O Mighty Pinaud, thou who protectest all wet shavers from the ravages of uncivilized modernity, strike down the calumniators who accuse me of cavorting among felines with overly full bladders. Seal with masking tape of high quality the mouths of those who ascribe to me an involuntary change of gender and an advancement of years even unto the grave, or at least perilously close thereto. Guide and protect me and all my brethren (and sistern) on my way to the eternal late-nineteenth-century tonsorial establishment that awaits all wet shavers who remain true to the Oath!

Ah, men!


My word! TopGumby, you have some competition! :lol:

That is awesome!
 
My word! TopGumby, you have some competition! :lol:

That is awesome!

There is no competition in the Band of Vegetal Brothers, for he that posts with me, and wears the Veg on this day, forever will be my Vegetal Brother.

When the Nid Hog sounds the clarion call for Lilac Vegetal with evocative prose and his command of the historical significance of The Veg , does it not ennoble all the Veg Brethren?

When Viseguy expresses his deep understanding of the mysteries that swirl around The Veg, does not his supplication allow us all to stand tall?
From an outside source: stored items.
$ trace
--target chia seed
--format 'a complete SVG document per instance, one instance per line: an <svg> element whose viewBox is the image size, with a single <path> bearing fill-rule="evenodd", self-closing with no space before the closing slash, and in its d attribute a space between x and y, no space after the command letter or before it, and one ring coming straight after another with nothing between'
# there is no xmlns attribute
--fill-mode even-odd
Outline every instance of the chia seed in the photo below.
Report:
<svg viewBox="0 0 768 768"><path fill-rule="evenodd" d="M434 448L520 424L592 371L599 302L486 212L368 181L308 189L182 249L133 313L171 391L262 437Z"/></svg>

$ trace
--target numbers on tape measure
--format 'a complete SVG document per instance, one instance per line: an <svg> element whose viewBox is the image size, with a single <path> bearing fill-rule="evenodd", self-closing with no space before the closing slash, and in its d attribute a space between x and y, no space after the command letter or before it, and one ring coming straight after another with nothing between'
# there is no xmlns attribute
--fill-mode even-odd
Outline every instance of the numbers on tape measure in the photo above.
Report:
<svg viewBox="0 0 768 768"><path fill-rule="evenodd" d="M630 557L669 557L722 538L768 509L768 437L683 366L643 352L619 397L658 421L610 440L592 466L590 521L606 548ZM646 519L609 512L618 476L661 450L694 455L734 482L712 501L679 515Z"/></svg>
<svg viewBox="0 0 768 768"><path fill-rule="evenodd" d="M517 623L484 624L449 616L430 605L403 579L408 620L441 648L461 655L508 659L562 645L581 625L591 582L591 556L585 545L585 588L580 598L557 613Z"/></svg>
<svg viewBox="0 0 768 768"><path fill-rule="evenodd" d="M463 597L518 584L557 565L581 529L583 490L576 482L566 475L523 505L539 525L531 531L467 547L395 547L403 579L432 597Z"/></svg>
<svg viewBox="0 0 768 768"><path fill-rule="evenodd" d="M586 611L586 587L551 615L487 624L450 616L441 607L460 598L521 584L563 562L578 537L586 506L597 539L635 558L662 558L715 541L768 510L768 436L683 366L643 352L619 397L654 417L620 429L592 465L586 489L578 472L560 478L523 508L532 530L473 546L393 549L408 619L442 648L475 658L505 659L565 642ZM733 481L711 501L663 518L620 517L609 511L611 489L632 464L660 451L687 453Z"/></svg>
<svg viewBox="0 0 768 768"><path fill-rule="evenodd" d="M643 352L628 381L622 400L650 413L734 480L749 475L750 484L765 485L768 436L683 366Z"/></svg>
When he takes The Veg on the road, does he not show us the road forward?

When any wetshaver, anywhere, raises his voice, picks up his pen, or posts his appreciation for The Veg, does not the reflected glory of the The Veg splash freely over us all?

There is no "I" in Vegetal. There is however, room for all in this noble association of those who know The Veg!




Unless you make with the cat pee jokes. Then there ain't no room at the inn, pal.
 
The veg chose me too.. But I don't choose the veg... Smells like corn huskers lotion initially then that evaporates and smells like lilac... Don't care for it
 

Whilliam

First Class Citizen
Sometimes when I whip up lather from no-name soap, I add a dash of Lilac Veg to the mix just to leaven things. Adds a nice note to the my morning song.
 

luvmysuper

My elbows leak
Staff member
The veg chose me too.. But I don't choose the veg... Smells like corn huskers lotion initially then that evaporates and smells like lilac... Don't care for it

Ahhh, but there's the rub...

If you don't care for it, then in fact you were NOT chosen.